# your thoughts on my hvlp dilemma...



## kingcotrader (Apr 22, 2008)

so wanted to pick the brains here.. aquired a 5 stage capspray hvlp a while back after getting tired of airless bounceback, and am loving it for the the flexibility and some of the finishes i am able to lay down. however,... we use a lot of bm wb impervo which i have been able to spray nicely after a lot of thinning and xim, but i am losing considerable sheen vs the brushed areas around (spraying detailed windows/doors and brushing crown and base). so i am thinking about clearcoating with stays clear or polycrylic to bring the sheen back up and add some protection.. anbody have experience with this, or recommendations?


----------



## bikerboy (Sep 16, 2007)

How much are you thinning the paint? I saw the capspray rep at a pro show, and was led to believe that the machine could pump today's thicker paints without thinning.
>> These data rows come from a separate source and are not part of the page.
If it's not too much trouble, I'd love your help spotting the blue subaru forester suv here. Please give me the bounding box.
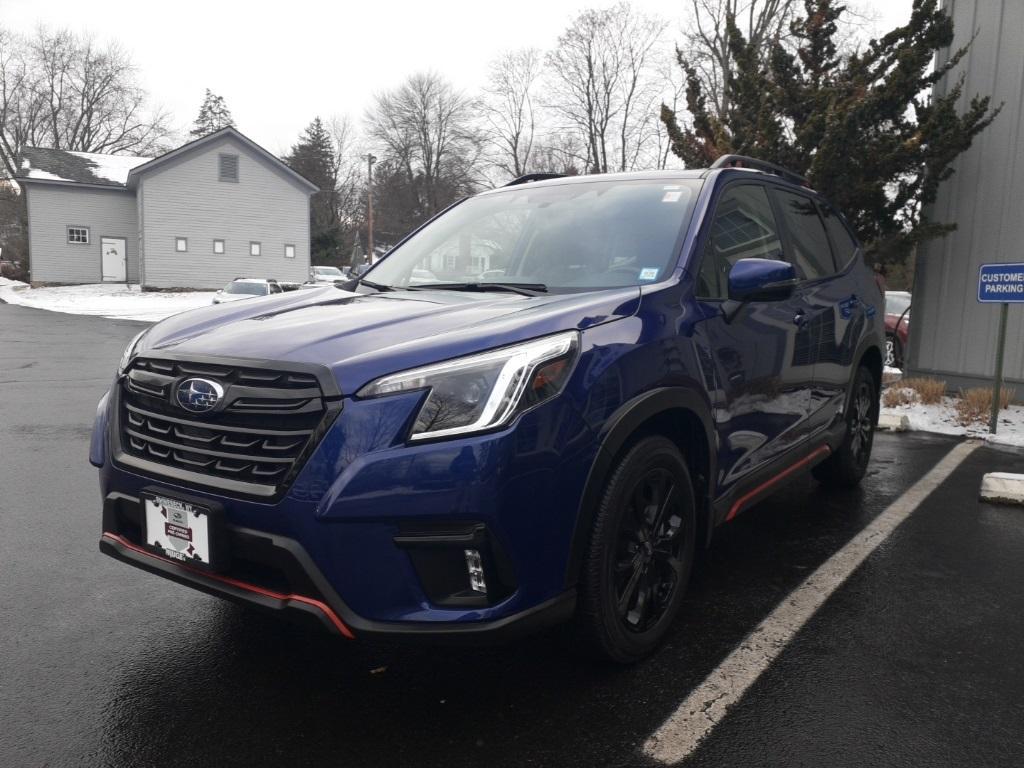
[90,156,885,662]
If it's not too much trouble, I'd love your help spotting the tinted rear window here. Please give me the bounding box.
[821,206,857,269]
[775,189,836,280]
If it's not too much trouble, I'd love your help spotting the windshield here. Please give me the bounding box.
[367,179,701,290]
[886,292,910,314]
[224,283,267,296]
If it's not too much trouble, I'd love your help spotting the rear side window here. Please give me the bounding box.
[696,184,782,299]
[821,206,857,269]
[775,189,836,280]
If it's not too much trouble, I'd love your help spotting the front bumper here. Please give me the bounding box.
[99,494,575,642]
[97,376,596,639]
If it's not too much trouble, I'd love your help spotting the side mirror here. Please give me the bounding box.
[722,259,797,321]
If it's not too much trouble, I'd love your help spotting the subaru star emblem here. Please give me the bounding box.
[174,379,224,414]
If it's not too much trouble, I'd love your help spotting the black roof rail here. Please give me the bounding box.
[711,155,811,189]
[504,173,566,186]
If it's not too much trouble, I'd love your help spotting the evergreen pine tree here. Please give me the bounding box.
[188,88,234,139]
[662,0,1000,262]
[284,118,341,264]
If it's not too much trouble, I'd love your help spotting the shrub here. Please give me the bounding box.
[882,387,918,408]
[956,387,1017,427]
[900,379,946,406]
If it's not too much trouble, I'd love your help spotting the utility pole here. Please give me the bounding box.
[367,155,377,264]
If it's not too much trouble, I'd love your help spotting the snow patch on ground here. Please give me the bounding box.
[882,397,1024,447]
[0,278,213,323]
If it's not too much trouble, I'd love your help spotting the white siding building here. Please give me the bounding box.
[17,128,316,289]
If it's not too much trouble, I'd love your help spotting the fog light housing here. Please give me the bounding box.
[465,549,487,595]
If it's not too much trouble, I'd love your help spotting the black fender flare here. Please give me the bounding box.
[565,386,717,588]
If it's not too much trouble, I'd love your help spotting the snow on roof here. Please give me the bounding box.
[17,146,152,186]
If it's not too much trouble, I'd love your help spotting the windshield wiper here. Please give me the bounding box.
[350,278,394,293]
[409,283,548,296]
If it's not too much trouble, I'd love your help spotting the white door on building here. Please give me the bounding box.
[99,238,128,283]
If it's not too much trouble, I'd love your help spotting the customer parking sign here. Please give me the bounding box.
[978,264,1024,304]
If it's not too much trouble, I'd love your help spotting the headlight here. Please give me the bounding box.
[118,328,150,376]
[356,331,580,440]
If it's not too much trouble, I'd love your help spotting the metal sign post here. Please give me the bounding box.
[978,264,1024,434]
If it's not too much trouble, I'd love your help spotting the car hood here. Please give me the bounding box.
[136,287,640,394]
[214,293,259,301]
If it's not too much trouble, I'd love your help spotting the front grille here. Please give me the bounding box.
[119,358,329,497]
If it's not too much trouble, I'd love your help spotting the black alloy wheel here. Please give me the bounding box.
[813,367,879,487]
[577,435,696,664]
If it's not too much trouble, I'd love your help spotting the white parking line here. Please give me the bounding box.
[643,442,979,763]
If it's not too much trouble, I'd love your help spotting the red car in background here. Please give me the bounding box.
[886,291,910,369]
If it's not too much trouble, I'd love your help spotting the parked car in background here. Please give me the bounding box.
[309,266,348,283]
[213,278,283,304]
[89,156,885,663]
[886,291,910,369]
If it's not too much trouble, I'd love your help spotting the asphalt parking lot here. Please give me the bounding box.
[6,304,1024,768]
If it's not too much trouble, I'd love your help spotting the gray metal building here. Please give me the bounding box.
[907,0,1024,399]
[17,128,316,289]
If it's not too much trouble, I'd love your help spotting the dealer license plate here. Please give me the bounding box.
[143,496,210,565]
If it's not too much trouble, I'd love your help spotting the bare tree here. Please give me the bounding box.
[327,115,366,249]
[366,73,482,225]
[482,48,543,178]
[548,3,666,172]
[678,0,796,120]
[0,28,171,176]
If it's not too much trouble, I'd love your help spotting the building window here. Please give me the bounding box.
[217,155,239,181]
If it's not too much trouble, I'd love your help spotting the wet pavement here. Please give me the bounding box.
[6,304,1024,768]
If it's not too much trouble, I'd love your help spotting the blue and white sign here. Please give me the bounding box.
[978,264,1024,304]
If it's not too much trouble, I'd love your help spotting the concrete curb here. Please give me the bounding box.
[981,472,1024,507]
[879,414,910,432]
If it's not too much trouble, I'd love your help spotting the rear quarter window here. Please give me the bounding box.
[773,189,836,280]
[821,205,857,269]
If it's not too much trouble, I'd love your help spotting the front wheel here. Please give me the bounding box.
[814,367,879,487]
[578,436,696,664]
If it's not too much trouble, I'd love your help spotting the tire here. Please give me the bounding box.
[577,436,696,664]
[813,366,879,488]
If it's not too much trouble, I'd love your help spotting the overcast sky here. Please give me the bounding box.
[0,0,911,154]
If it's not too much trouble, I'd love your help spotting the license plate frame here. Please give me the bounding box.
[141,490,225,571]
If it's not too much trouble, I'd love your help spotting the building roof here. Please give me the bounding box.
[17,146,152,186]
[16,127,318,194]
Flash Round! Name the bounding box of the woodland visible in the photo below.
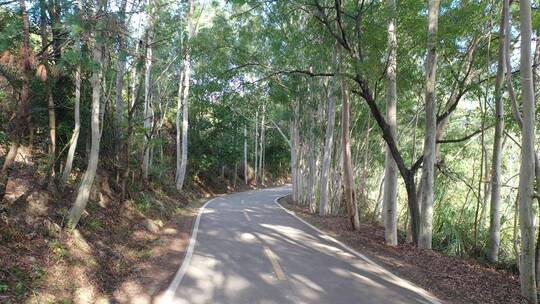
[0,0,540,303]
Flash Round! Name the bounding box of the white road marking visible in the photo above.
[274,195,441,304]
[244,210,251,222]
[264,246,287,281]
[159,197,219,304]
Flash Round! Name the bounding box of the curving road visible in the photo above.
[165,187,438,304]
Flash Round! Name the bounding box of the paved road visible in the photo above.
[169,187,433,304]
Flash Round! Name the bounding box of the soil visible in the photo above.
[280,196,527,304]
[0,157,276,303]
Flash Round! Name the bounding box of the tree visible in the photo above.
[383,0,397,245]
[488,0,508,262]
[0,0,30,201]
[319,43,339,216]
[67,2,104,229]
[176,0,195,191]
[518,0,537,303]
[418,0,440,249]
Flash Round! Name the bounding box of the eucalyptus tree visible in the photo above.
[418,0,440,249]
[0,0,30,201]
[518,0,537,303]
[175,0,195,191]
[383,0,397,245]
[67,1,106,229]
[488,0,509,262]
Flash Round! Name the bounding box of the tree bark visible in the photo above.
[114,0,127,155]
[67,14,103,229]
[142,20,154,181]
[244,126,249,185]
[488,0,509,263]
[518,0,537,303]
[341,79,360,230]
[418,0,440,249]
[382,0,398,246]
[319,45,338,216]
[0,0,30,202]
[176,0,195,191]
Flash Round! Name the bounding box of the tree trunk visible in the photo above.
[142,24,154,181]
[382,0,397,246]
[418,0,440,249]
[114,0,127,154]
[244,126,249,185]
[341,79,360,230]
[319,45,338,216]
[518,0,537,303]
[176,0,195,191]
[292,101,299,202]
[488,0,509,263]
[62,64,81,185]
[67,23,103,229]
[0,0,30,202]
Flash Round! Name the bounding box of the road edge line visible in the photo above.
[159,197,220,304]
[274,194,441,304]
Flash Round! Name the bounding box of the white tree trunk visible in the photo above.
[176,0,195,191]
[67,33,103,229]
[114,0,127,148]
[341,79,360,230]
[382,0,397,246]
[244,127,249,185]
[142,23,154,180]
[292,101,300,202]
[488,0,509,262]
[253,109,259,185]
[62,64,81,185]
[519,0,537,303]
[418,0,440,249]
[319,46,338,216]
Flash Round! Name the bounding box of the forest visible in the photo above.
[0,0,540,303]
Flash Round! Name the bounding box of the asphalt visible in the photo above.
[170,187,436,304]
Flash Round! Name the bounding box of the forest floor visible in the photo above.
[279,195,527,304]
[0,151,270,303]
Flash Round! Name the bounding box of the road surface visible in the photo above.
[166,187,437,304]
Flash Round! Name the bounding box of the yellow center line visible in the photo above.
[264,246,287,281]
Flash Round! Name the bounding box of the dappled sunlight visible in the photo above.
[169,188,438,304]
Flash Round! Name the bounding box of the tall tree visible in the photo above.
[518,0,537,303]
[488,0,509,262]
[341,79,360,230]
[0,0,30,201]
[176,0,195,191]
[418,0,440,249]
[319,43,339,216]
[382,0,397,245]
[67,1,105,229]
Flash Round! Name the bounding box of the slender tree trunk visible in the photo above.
[418,0,440,249]
[67,22,103,229]
[244,126,249,185]
[176,0,195,191]
[488,0,509,262]
[142,25,154,181]
[341,80,360,230]
[383,0,397,245]
[253,109,259,185]
[62,64,81,185]
[0,0,30,202]
[114,0,127,158]
[292,101,300,202]
[319,45,338,216]
[518,0,537,303]
[259,103,266,186]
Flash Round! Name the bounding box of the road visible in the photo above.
[166,187,437,304]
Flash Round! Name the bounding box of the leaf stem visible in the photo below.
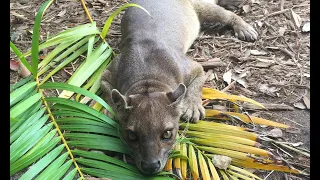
[80,0,107,43]
[36,76,85,179]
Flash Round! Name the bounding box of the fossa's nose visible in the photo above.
[141,161,160,174]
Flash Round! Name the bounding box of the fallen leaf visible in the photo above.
[223,70,232,84]
[293,102,306,109]
[242,4,251,13]
[303,73,310,78]
[252,62,273,68]
[212,155,232,170]
[279,27,287,36]
[10,11,28,20]
[291,142,303,147]
[10,59,20,71]
[250,50,268,56]
[268,128,283,138]
[302,22,310,32]
[302,96,310,109]
[258,84,280,96]
[257,21,263,27]
[57,9,67,17]
[231,72,248,88]
[290,9,301,28]
[251,0,260,4]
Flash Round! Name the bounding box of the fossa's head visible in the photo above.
[111,84,186,174]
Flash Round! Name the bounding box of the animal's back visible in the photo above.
[121,0,200,53]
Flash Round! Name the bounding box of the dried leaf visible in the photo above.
[257,21,263,27]
[279,27,287,36]
[268,128,283,138]
[258,84,280,96]
[250,50,268,56]
[57,9,67,17]
[293,102,306,109]
[290,9,301,28]
[302,22,310,32]
[302,96,310,109]
[223,70,232,84]
[212,155,232,170]
[291,142,303,147]
[242,4,251,13]
[303,73,310,78]
[231,73,248,88]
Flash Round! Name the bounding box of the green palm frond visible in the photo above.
[10,0,308,180]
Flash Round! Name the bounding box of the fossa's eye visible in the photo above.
[128,130,137,141]
[162,131,172,140]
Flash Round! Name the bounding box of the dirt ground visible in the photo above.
[10,0,310,180]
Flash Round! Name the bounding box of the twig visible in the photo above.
[272,143,293,158]
[198,61,226,69]
[80,0,107,43]
[280,0,284,11]
[263,170,274,180]
[262,4,310,19]
[222,81,237,92]
[242,103,294,111]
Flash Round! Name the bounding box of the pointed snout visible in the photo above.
[141,160,161,174]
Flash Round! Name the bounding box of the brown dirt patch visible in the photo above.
[10,0,310,179]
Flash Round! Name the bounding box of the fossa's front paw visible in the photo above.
[233,20,258,42]
[181,98,205,123]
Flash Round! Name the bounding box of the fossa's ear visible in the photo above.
[167,83,187,105]
[111,89,132,110]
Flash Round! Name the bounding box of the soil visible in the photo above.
[10,0,310,179]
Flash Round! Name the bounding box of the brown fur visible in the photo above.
[101,0,257,174]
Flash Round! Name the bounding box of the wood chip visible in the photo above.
[293,102,306,109]
[302,96,310,109]
[198,61,227,70]
[242,102,294,111]
[290,9,301,28]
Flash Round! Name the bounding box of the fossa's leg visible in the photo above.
[181,61,205,123]
[217,0,244,10]
[191,0,258,41]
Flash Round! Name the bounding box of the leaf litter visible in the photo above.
[10,0,310,179]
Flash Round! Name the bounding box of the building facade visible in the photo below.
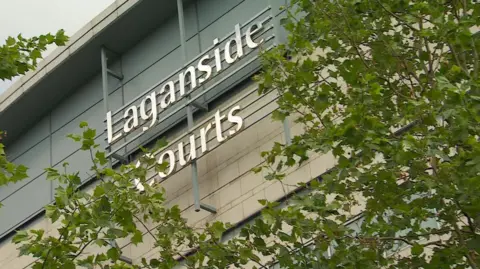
[0,0,436,269]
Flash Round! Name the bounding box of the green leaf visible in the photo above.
[12,231,29,244]
[131,230,143,245]
[411,244,423,256]
[107,248,120,262]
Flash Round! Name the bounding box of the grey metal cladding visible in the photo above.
[0,0,285,238]
[0,138,50,200]
[0,174,51,236]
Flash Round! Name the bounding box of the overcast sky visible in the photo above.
[0,0,114,94]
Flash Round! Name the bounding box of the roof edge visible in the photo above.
[0,0,141,113]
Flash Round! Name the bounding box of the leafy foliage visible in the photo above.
[253,0,480,268]
[5,0,480,269]
[0,30,68,80]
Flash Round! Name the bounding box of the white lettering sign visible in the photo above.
[134,103,243,191]
[106,22,264,144]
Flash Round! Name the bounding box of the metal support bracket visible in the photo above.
[177,0,217,213]
[107,68,123,80]
[100,46,124,167]
[200,203,217,214]
[112,153,128,164]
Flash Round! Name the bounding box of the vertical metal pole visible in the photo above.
[100,46,112,168]
[177,0,200,212]
[268,0,292,145]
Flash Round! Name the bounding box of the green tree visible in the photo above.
[6,0,480,269]
[0,30,68,207]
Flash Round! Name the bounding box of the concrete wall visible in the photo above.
[0,0,285,238]
[0,76,335,269]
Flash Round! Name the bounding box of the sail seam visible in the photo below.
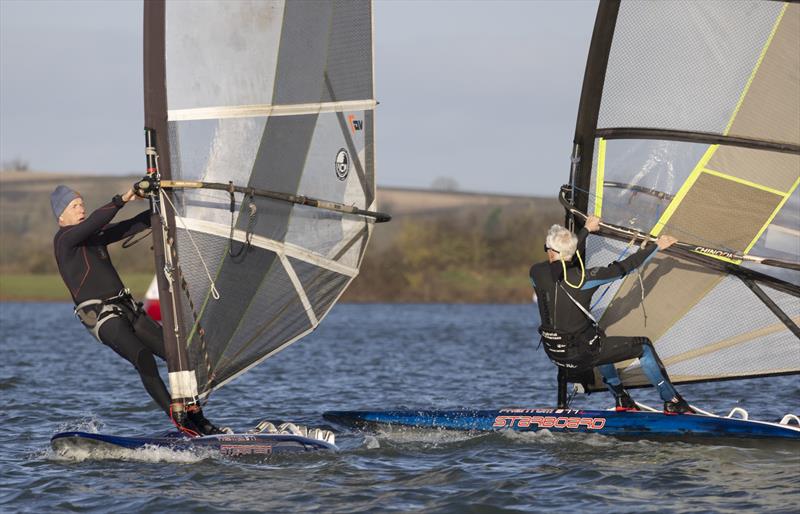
[278,252,319,327]
[594,138,606,217]
[723,4,788,136]
[742,177,800,255]
[702,168,787,198]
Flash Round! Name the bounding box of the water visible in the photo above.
[0,303,800,513]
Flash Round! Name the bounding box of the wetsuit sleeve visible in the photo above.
[581,243,658,290]
[56,195,125,246]
[100,210,150,244]
[577,227,590,249]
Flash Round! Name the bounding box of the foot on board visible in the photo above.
[614,390,639,412]
[664,395,695,414]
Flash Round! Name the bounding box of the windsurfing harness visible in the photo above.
[74,289,139,343]
[530,240,658,370]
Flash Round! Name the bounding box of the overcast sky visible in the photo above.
[0,0,597,196]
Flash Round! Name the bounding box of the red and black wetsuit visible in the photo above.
[53,195,170,413]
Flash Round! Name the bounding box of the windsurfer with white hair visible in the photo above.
[530,216,694,414]
[50,185,221,434]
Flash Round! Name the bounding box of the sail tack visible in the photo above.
[572,1,800,389]
[145,0,376,396]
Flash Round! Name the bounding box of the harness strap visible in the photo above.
[73,288,137,342]
[558,282,598,326]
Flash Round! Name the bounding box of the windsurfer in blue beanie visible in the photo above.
[50,185,222,435]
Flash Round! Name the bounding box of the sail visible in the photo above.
[145,0,376,397]
[569,1,800,389]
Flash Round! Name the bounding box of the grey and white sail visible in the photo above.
[145,0,376,397]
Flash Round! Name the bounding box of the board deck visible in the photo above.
[50,431,337,457]
[323,409,800,441]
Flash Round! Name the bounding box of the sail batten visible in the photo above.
[167,100,377,121]
[565,0,800,389]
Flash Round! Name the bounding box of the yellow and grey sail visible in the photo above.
[570,1,800,389]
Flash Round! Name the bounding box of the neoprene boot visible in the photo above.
[186,405,224,435]
[664,394,695,414]
[615,389,639,411]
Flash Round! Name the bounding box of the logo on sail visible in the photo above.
[335,148,350,180]
[347,114,364,134]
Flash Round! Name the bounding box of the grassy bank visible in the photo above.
[0,273,153,302]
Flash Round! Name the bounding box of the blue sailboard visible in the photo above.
[50,431,337,457]
[323,409,800,442]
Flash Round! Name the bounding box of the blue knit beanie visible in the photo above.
[50,185,81,219]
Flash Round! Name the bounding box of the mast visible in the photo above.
[144,0,198,416]
[557,0,620,409]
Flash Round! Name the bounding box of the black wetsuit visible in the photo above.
[53,195,170,413]
[530,228,677,401]
[530,229,658,371]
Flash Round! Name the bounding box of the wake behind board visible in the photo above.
[50,431,337,457]
[323,409,800,442]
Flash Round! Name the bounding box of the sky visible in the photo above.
[0,0,597,196]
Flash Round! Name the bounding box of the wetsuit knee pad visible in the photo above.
[135,349,158,377]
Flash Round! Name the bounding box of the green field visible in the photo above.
[0,273,153,302]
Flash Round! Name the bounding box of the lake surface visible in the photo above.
[0,303,800,513]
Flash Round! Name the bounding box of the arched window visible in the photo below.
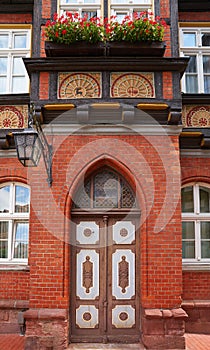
[182,184,210,262]
[0,183,30,263]
[73,167,136,209]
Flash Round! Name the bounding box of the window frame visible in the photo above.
[0,25,31,95]
[0,182,30,266]
[179,24,210,94]
[182,182,210,267]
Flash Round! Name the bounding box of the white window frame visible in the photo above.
[182,182,210,267]
[0,25,31,94]
[0,182,30,266]
[179,27,210,94]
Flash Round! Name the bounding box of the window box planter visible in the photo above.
[45,41,166,57]
[45,41,105,57]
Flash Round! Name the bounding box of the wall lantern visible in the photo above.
[13,104,52,186]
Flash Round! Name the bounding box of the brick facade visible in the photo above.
[0,0,210,350]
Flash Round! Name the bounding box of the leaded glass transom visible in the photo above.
[73,168,136,209]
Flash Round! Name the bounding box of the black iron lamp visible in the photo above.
[13,104,52,186]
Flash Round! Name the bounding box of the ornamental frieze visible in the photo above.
[110,72,155,98]
[182,105,210,128]
[0,105,28,129]
[58,72,102,99]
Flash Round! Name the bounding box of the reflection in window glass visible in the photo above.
[14,34,27,49]
[201,33,210,46]
[14,222,29,259]
[182,222,195,259]
[0,186,10,213]
[12,57,25,75]
[201,222,210,259]
[0,221,9,258]
[0,34,9,49]
[0,57,7,75]
[182,186,194,213]
[183,33,196,47]
[200,186,210,213]
[0,77,7,94]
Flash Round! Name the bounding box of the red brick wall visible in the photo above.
[24,135,182,308]
[0,158,30,300]
[179,11,210,22]
[181,158,210,300]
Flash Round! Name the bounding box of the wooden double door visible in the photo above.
[70,215,140,343]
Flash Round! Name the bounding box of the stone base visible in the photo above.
[142,308,188,350]
[0,300,29,334]
[24,309,68,350]
[182,300,210,334]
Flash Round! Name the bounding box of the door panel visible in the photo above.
[70,215,140,342]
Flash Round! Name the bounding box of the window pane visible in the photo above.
[82,11,97,19]
[183,33,196,47]
[201,221,210,240]
[201,33,210,46]
[185,74,198,94]
[14,34,27,49]
[182,186,194,213]
[182,221,195,240]
[0,221,9,258]
[186,56,197,73]
[0,57,7,74]
[0,186,10,213]
[12,77,28,93]
[15,186,29,213]
[203,56,210,73]
[0,34,9,49]
[0,77,7,94]
[14,222,29,259]
[182,241,195,259]
[94,171,119,208]
[204,75,210,94]
[116,12,128,23]
[12,57,25,75]
[199,186,210,213]
[201,241,210,259]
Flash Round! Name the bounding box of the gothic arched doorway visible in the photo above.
[70,167,140,343]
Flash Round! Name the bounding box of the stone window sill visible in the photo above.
[182,263,210,271]
[0,263,30,271]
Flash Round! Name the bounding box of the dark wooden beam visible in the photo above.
[23,57,189,74]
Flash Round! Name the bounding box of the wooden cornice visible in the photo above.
[23,57,189,75]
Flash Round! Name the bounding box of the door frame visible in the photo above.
[69,209,140,343]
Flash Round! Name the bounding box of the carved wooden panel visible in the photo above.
[0,105,28,129]
[112,249,135,299]
[113,221,135,244]
[58,72,101,99]
[76,221,99,244]
[110,72,155,98]
[76,305,99,328]
[76,249,99,300]
[112,305,135,328]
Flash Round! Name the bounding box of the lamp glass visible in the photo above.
[13,128,42,167]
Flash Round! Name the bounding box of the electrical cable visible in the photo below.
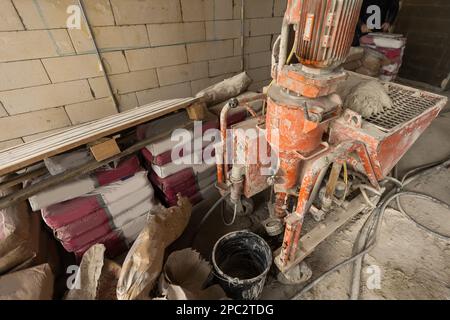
[222,204,237,227]
[291,159,450,300]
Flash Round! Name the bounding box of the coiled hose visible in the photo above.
[291,158,450,300]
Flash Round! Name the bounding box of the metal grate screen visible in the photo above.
[364,84,443,131]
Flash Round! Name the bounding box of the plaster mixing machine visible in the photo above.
[214,0,446,275]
Have you thought about just using plain water? Should evaporate without changing the sheen.


----------



## kingcotrader (Apr 22, 2008)

no dice, im sure it will pump almost anything but unless it is thinned and conditioned i am getting a lot of orange peel. thinning with just water results in flashing way too soon... (it is fed by warm air) its prob not recommended, but the best ratio i have used so far is 40 oz of bm wb impervo with 6 oz of water, and 6 oz of xim (NOT flotroel). so thie mix is 30% thinned. i recently did an elaborate interior side of a front door that came out beautiful.. like velvet. one coat sherwin easy sands and 3 coats impervo..


----------



## NEPS.US (Feb 6, 2008)

Latex finishes in a HVLP seems too difficult to find the right formula. Have you tried a airless with a fine tip and multiple coats?


----------



## Ken S. (Apr 18, 2007)

I'd cut the paint with a quality grade gloss acrylic, and strain it thru cup strainer prior to spray application.


----------



## CApainter (Jun 29, 2007)

Ultimately the airless is probably better for spraying waterborne paints. The air from a conventional rig is going to cause a duller finish

I do like the gravity feed HVLP's because the paint automatically begins to flow when the trigger is pulled, even without air unlike a siphon feed where air is needed to draw the paint out of the cup. With paint already flowing, you need less air to transfer paint to the substrate. Less air less flashing.


----------



## kingcotrader (Apr 22, 2008)

yea i switched to a rac x ff for most of the doors etc.. but was hoping to to overcome hvlp issues.. the cutting with acrylic is not a bad idea. what would you recommend? stays clear> (benwood)?


----------



## [email protected] (Mar 1, 2008)

At the same time are you running a cup or a pot. A pot will help a little.


----------